The result of the project will be a modular, biomedical toolbox that researchers and clinicians can harness to create tissues that could be game changers for regenerative medicine, drug discovery, neuromuscular disorders, and more.

“In theory, there could be endless possibilities for regenerative medicine, such as replacing not only muscle but also heart, kidney, liver, etc., as we get sick or old,” McCain said.

Another critical application is organ-on-chip systems, a specialization for McCain’s lab, in which tissues are grown on microfluidic chips to mimic human physiology. Organ-on-chip systems allow researchers to model diseases and measure human responses to drugs and therapies. One aim of the project will be modeling the neuromuscular junction — the crucial intersection between our motor neurons and muscle fibers. Improving our understanding of this connection will enable better treatments of neuromuscular diseases and disorders such as ALS and muscular dystrophy.

Leonardo Morsut

Leonardo Morsut, assistant professor of stem cell biology and regenerative medicine at the Keck School of Medicine of USC.

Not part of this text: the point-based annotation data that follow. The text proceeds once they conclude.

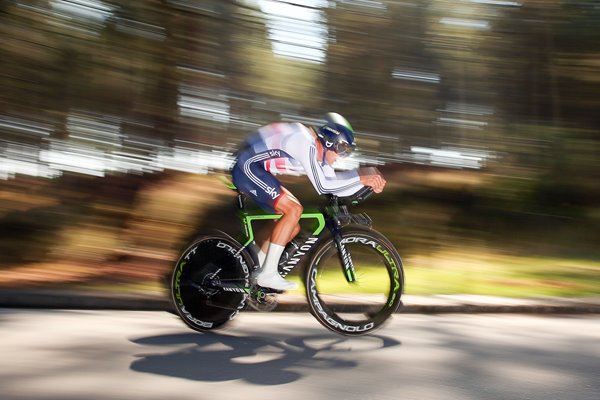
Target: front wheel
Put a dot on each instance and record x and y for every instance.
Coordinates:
(361, 306)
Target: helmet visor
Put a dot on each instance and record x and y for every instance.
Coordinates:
(343, 149)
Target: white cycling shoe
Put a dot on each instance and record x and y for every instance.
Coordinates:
(275, 281)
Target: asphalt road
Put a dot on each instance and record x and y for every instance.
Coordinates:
(56, 354)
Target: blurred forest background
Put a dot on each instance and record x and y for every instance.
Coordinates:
(117, 117)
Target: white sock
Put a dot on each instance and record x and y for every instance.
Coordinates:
(261, 257)
(272, 259)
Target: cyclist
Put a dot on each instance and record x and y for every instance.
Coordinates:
(280, 148)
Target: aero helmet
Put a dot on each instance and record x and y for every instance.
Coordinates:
(337, 134)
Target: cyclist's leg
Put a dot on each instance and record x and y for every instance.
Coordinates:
(285, 229)
(288, 226)
(251, 178)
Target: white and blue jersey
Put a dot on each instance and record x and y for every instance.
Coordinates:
(286, 148)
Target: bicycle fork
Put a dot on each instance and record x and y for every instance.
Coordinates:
(343, 253)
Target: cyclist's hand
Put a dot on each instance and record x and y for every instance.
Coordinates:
(371, 176)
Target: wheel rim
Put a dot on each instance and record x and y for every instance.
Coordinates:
(361, 305)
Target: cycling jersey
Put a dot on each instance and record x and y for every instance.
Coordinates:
(286, 148)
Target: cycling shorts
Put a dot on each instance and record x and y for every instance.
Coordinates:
(251, 178)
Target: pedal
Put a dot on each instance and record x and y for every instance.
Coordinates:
(263, 299)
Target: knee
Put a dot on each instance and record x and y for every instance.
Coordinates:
(295, 211)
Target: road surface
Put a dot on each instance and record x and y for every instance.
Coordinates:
(59, 354)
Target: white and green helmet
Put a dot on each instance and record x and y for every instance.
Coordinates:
(337, 134)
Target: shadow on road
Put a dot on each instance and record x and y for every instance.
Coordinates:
(260, 360)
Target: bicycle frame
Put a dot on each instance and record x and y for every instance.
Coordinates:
(324, 219)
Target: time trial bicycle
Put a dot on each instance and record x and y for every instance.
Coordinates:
(352, 274)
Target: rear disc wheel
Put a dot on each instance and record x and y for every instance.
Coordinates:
(197, 292)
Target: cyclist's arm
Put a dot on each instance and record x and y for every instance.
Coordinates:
(304, 151)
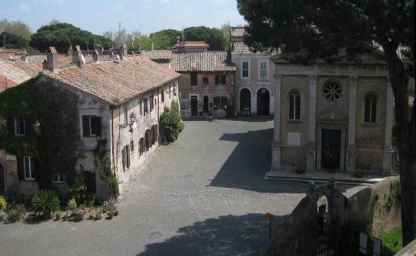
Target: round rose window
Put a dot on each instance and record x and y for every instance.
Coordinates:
(332, 91)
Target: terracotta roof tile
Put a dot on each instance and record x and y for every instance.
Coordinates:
(201, 62)
(15, 72)
(113, 82)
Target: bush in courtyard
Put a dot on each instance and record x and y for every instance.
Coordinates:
(3, 203)
(171, 123)
(16, 213)
(45, 203)
(110, 209)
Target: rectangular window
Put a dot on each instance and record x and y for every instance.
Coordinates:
(152, 103)
(220, 102)
(19, 127)
(142, 147)
(91, 126)
(194, 79)
(58, 178)
(146, 106)
(264, 71)
(125, 154)
(244, 69)
(28, 167)
(220, 79)
(125, 116)
(141, 108)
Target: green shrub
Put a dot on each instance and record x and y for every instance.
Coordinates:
(3, 203)
(110, 209)
(171, 123)
(16, 213)
(79, 189)
(45, 203)
(357, 173)
(72, 204)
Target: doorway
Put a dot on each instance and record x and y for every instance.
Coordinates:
(331, 149)
(2, 185)
(263, 102)
(245, 102)
(194, 105)
(206, 104)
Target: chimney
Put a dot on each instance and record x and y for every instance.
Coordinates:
(95, 55)
(123, 51)
(70, 51)
(52, 59)
(77, 57)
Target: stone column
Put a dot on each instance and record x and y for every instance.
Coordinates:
(311, 136)
(276, 155)
(388, 148)
(254, 101)
(352, 124)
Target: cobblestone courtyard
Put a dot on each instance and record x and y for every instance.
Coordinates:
(204, 195)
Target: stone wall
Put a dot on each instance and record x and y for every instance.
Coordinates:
(201, 89)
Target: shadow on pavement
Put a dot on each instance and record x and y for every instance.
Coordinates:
(226, 235)
(249, 162)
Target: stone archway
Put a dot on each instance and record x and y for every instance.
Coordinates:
(245, 102)
(263, 102)
(2, 179)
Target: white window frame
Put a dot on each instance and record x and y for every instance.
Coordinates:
(242, 70)
(16, 130)
(30, 171)
(297, 99)
(58, 178)
(266, 78)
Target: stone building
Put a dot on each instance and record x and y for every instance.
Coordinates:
(120, 99)
(206, 85)
(254, 79)
(336, 117)
(190, 46)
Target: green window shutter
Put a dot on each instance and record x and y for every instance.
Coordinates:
(86, 126)
(20, 170)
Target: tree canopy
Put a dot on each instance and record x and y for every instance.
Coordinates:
(17, 28)
(63, 35)
(310, 29)
(213, 36)
(8, 40)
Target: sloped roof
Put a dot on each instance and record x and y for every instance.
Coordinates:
(14, 72)
(113, 82)
(159, 54)
(201, 62)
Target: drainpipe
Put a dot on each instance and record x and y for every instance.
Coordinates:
(112, 140)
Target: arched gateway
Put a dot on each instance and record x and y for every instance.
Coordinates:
(245, 102)
(263, 102)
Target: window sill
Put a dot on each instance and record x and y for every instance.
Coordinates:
(295, 121)
(370, 124)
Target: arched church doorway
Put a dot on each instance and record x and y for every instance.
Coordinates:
(263, 102)
(245, 102)
(2, 185)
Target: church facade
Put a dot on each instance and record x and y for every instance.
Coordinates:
(333, 117)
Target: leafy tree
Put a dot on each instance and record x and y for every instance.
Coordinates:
(213, 36)
(164, 39)
(309, 29)
(63, 35)
(17, 28)
(8, 40)
(52, 128)
(171, 122)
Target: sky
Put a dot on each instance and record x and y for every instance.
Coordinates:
(145, 16)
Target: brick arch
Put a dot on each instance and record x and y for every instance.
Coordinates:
(2, 177)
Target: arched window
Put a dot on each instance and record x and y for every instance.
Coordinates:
(370, 108)
(294, 105)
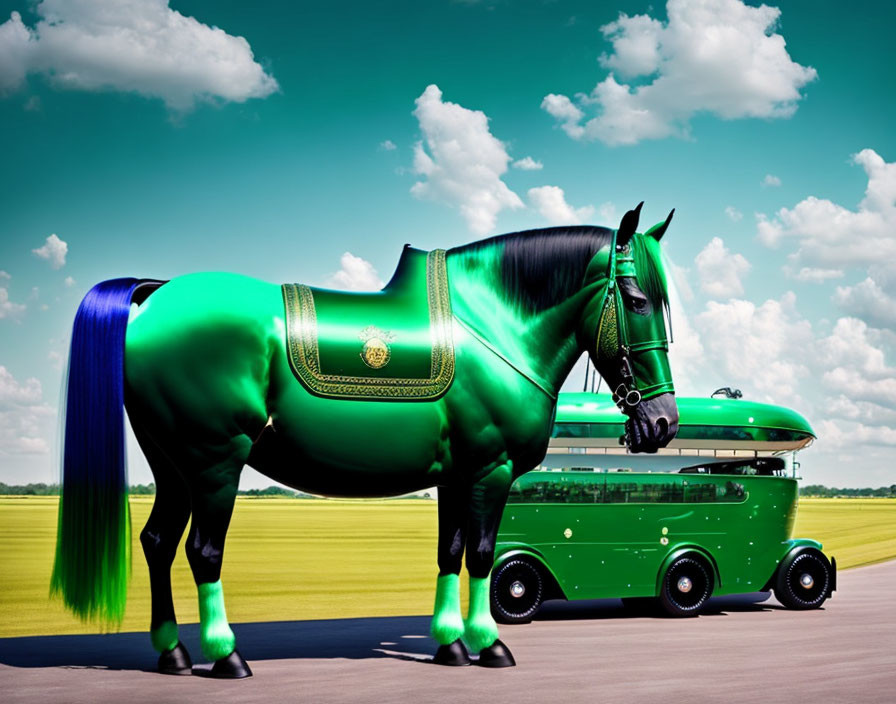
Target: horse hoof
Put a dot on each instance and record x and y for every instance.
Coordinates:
(175, 661)
(496, 655)
(454, 655)
(233, 667)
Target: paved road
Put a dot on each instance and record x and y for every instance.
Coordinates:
(743, 650)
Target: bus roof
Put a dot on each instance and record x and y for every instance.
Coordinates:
(592, 420)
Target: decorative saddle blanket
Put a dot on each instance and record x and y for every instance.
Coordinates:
(395, 344)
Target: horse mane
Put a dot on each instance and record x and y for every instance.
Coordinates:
(541, 268)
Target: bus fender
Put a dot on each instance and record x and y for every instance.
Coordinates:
(553, 590)
(685, 550)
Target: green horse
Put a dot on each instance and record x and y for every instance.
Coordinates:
(447, 377)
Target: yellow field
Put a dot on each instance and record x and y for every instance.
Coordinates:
(288, 559)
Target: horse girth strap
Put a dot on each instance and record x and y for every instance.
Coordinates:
(392, 345)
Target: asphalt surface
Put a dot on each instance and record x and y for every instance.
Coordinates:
(744, 649)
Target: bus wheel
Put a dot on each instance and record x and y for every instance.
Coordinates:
(686, 587)
(517, 591)
(803, 580)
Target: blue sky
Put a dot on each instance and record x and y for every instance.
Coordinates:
(302, 142)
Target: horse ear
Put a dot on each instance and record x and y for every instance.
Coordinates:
(628, 226)
(658, 231)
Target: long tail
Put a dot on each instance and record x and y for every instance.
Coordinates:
(93, 540)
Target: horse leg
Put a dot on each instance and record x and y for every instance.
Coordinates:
(213, 490)
(447, 620)
(167, 520)
(486, 506)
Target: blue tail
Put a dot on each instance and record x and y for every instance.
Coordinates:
(93, 538)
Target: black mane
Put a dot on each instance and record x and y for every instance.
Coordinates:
(541, 268)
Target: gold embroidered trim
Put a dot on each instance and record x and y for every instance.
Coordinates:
(304, 354)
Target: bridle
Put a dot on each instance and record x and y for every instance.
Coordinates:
(612, 341)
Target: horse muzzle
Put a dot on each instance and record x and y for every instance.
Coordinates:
(652, 423)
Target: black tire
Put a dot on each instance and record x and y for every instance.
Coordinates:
(686, 586)
(517, 591)
(803, 580)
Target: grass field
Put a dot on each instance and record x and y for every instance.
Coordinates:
(288, 559)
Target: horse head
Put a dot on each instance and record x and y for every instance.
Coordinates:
(624, 330)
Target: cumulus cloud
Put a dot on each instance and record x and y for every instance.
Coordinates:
(814, 275)
(869, 301)
(355, 274)
(24, 417)
(550, 202)
(720, 271)
(715, 56)
(461, 161)
(139, 46)
(762, 347)
(54, 251)
(733, 213)
(528, 164)
(829, 234)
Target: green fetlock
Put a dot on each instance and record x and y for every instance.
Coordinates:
(216, 638)
(164, 636)
(480, 630)
(447, 621)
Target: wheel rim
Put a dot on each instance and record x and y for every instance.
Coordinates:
(687, 585)
(807, 579)
(517, 590)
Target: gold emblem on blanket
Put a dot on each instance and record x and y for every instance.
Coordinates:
(376, 351)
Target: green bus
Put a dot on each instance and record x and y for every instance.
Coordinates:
(711, 514)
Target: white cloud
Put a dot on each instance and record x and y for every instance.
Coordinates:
(733, 213)
(568, 115)
(24, 418)
(869, 301)
(814, 275)
(355, 274)
(550, 202)
(720, 271)
(528, 164)
(831, 235)
(140, 46)
(461, 162)
(758, 348)
(54, 251)
(715, 56)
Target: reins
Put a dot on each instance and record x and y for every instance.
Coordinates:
(627, 395)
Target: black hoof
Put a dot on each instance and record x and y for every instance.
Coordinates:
(496, 655)
(454, 655)
(175, 661)
(233, 667)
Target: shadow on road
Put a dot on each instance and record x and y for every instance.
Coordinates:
(403, 637)
(613, 608)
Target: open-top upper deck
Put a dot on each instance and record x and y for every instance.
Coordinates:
(588, 423)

“We also want to build tissues using cells collected directly from patients. Based on their genetic background, or if they have a certain genetic disease, we could make personalized neuromuscular tissues and screen drugs that may be more effective for those patients,” McCain said.

The project also aims to boost our general understanding of human tissue development. The precision engineering of tissues can give researchers a clearer insight into how cells communicate with each other during early development and at the embryonic stage.

“Controlling how to grow organs in the lab would be transformative for two goals: disease modeling in vitro and down the line transplantation of replacement organs,” Morsut said. “This will require two main advancements: new technologies to control cell behaviors in space and time and understanding the biology enough to be able to control it.”

McCain said the CZI investment is exciting as it promotes cross-institution collaboration and takes a risk with new technology that could potentially enable a wide range of applications and discoveries.

“CZI is interested in funding new technologies that are interdisciplinary and have potential for broad impact, which is a great fit for our project. We are excited and grateful for their investment in our collaborative project,” McCain said.